To this we might add that the pronoun in this verse is an epicene personal pronoun--i.e., it has no gender--so "sola scriptura" exegesis cannot give us an infallible interpretation of this important verse; we absolutely require the assistance of Sacred Tradition. Moreover, the epicene personal pronoun is only found in the first five books of the Bible, which, of course, makes no sense if the Pentateuch was cobbled together by Hebrew scribes after the Babylonian Captivity, as most priests have been taught in most seminaries for many decades. Indeed, as author Taylor Marshall explains in an article on his website:
Our three best Jewish witnesses to Genesis 3:15 interpret the passage as "She shall crush." These are Philo Judaeus, the historian Josephus, and Moses Maimonides, the great medieval Jewish philosopher. Philo argues that the Hebrew parallel poetry of Genesis 3:15 demands the reading of "She shall crush." Josephus, also writing in Greek, describes the passage for us as reading "She shall crush." Finally, Maimonides also states that Genesis 3:15 teaches that the Woman shall crush the head of the serpent.

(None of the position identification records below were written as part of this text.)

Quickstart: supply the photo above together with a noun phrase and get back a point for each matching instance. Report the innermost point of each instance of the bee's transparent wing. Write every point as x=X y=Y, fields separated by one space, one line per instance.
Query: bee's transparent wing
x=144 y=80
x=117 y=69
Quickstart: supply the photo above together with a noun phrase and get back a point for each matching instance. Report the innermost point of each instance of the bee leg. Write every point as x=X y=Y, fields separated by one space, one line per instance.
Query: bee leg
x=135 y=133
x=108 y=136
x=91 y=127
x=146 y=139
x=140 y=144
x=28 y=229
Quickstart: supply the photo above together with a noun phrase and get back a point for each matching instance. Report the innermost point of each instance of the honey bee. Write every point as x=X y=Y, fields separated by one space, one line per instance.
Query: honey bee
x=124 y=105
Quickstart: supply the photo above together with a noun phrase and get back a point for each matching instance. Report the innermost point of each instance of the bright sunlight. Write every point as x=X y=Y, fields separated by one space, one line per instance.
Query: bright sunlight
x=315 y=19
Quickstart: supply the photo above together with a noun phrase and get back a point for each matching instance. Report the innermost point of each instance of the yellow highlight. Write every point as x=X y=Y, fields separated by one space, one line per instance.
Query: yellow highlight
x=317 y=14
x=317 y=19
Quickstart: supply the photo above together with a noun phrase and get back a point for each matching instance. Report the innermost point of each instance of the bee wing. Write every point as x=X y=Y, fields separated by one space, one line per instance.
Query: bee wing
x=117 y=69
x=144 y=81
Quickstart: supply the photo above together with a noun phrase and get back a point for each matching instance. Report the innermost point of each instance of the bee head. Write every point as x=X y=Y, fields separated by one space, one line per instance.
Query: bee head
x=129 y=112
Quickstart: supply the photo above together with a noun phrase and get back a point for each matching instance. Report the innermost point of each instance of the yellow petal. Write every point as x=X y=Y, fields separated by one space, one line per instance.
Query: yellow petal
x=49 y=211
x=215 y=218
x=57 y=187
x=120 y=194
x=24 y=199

Thomas Nelson adds this important additional commentary:
The JB takes the pronoun to be neuter, "it" (seemingly an indecisive cop-out) and the NEB takes it to be plural, referring to the woman's "brood." But most take the pronoun to be masculine, referring to Our Lord as the one to "bruise" or "crush" the head of the serpent, rather than "she," referring to Our Lady. Some may think that this is a "small" difference, but in fact, it is very great indeed. For, from this prophecy in the Douay-Rheims comes a longstanding Catholic tradition that toward the End of Time the Blessed Virgin Mary will crush the head of Satan, after her devotees have promoted her honor and devotion and directed countless prayers for her intercession during a long period of time. This ancient tradition, which is based on Genesis 3:15, is in danger of being relegated to the scrap-heap if we accept these non-traditional translations.